Both sites don’t allow employees to play on their own sites, but this latest ban came to light when it was revealed that a DraftKings content manager won $350,000 at FanDuel during the same week he accidentally leaked potential insider data. Apparently the DraftKings employee had not used that information, but the fact he could have to make himself a huge profit at FanDuel is certainly concerning.
“It is absolutely akin to insider trading,” Daniel Wallach, a sports and gambling lawyer in Fort Lauderdale, Florida, told the New York Times. “It gives that person a distinct edge in a contest.”
On Monday, the two sites released a joint statement, via Forbes:
The Fantasy Sports Trade Association (FSTA), DraftKings and FanDuel have always understood that nothing is more important than the integrity of the games we offer to fans. For that reason, the FSTA has included in its charter that member companies must restrict employee access to and use of competitive data for play on other sites. At this time, there is no evidence that any employee or company has violated these rules. That said, the inadvertent release of non-public data by a fantasy operator employee has sparked a conversation among fantasy sports players about the extent to which industry employees should be able participate in fantasy sports contests on competitor sites. We’ve heard from users that they would appreciate more clarity about the rules for this issue. In the interim, while the industry works to develop and release a more detailed policy, DraftKings and FanDuel have decided to prohibit employees from participating in online fantasy sports contests for money.
DraftKings also told the New York Times that employees of both companies had won big paydays on the website of their competitor.
“The single greatest threat to the daily fantasy sports industry is the misuse of insider information,” Wallach told the Times. “It could imperil this nascent industry unless real, immediate and meaningful safeguards are put in place. If the industry is unwilling to undertake these reforms voluntarily, it will be imposed on them involuntarily as part of a regulatory framework.”
As the Kernel pointed out in August, the NFL sees fantasy football as an effective marketing tool, because the league had “found that fans who played fantasy football watched, on average, two more hours of football per week than fans who did not.”
Make no mistake. These fantasy daily sites are a big business for many entities. Both have total funding of more than $360 million, and both are expected to pay out more than $1 billion to its users this year (that total could eclipse $2 billion for FanDuel).
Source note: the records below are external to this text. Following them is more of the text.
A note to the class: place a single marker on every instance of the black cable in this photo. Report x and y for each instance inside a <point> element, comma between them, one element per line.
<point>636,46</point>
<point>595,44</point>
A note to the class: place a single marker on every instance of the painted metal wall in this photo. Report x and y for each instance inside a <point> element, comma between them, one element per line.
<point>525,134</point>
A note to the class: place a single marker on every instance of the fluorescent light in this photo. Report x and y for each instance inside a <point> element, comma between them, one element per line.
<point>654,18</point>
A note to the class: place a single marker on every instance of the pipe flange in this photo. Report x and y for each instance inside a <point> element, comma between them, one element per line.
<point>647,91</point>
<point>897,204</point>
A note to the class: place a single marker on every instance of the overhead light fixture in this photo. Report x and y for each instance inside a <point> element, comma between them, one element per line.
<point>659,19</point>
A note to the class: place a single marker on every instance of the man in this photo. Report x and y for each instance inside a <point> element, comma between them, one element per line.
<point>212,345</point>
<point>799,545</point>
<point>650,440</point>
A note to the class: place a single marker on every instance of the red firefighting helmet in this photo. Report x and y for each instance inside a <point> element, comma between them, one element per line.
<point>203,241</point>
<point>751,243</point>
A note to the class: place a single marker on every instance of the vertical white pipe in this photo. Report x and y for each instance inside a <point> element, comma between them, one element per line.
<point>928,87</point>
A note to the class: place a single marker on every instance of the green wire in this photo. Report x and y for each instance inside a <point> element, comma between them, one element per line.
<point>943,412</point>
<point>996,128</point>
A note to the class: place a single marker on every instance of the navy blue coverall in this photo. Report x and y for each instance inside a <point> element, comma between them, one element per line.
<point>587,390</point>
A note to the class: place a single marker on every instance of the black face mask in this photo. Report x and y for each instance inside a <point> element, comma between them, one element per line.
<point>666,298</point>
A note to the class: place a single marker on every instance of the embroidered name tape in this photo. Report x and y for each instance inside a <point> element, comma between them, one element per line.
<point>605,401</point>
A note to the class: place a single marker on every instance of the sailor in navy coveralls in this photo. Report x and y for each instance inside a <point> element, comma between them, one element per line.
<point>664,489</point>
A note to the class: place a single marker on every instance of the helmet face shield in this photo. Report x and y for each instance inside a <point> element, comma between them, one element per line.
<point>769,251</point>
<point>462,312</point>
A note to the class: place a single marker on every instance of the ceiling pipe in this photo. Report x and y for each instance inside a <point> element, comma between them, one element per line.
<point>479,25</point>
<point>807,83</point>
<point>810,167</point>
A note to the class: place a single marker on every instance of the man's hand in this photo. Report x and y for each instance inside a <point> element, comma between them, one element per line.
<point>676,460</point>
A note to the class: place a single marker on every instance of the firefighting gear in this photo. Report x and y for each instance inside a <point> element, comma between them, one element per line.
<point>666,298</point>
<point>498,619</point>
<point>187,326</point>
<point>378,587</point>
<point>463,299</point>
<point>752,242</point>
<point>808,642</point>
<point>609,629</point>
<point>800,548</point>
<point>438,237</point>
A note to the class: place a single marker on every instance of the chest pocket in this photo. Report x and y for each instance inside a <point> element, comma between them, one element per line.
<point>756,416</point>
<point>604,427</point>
Meanwhile, FanDuel is the exclusive partner of the NBA and has deals with 16 NFL teams, and DraftKings is partners with Major League Baseball, the NHL, and UFC.
This leak, though, could have bigger implications than the possible loss of trust some of these sites’ customers. Congress already has taken an interest in the daily fantasy game, and this latest news likely will only continue to explore the question on why these sites are not considered gambling.
As Democratic New Jersey congressman Frank Pallone, Jr., said last month, via the Committee on Energy & Commerce, “Anyone who watched a game this weekend was inundated by commercials for fantasy sports websites, and it’s only the first week of the NFL season. These sites are enormously popular, arguably central to the fans’ experience, and professional leagues are seeing the enormous profits as a result. Despite how mainstream these sites have become, though, the legal landscape governing these activities remains murky and should be reviewed.”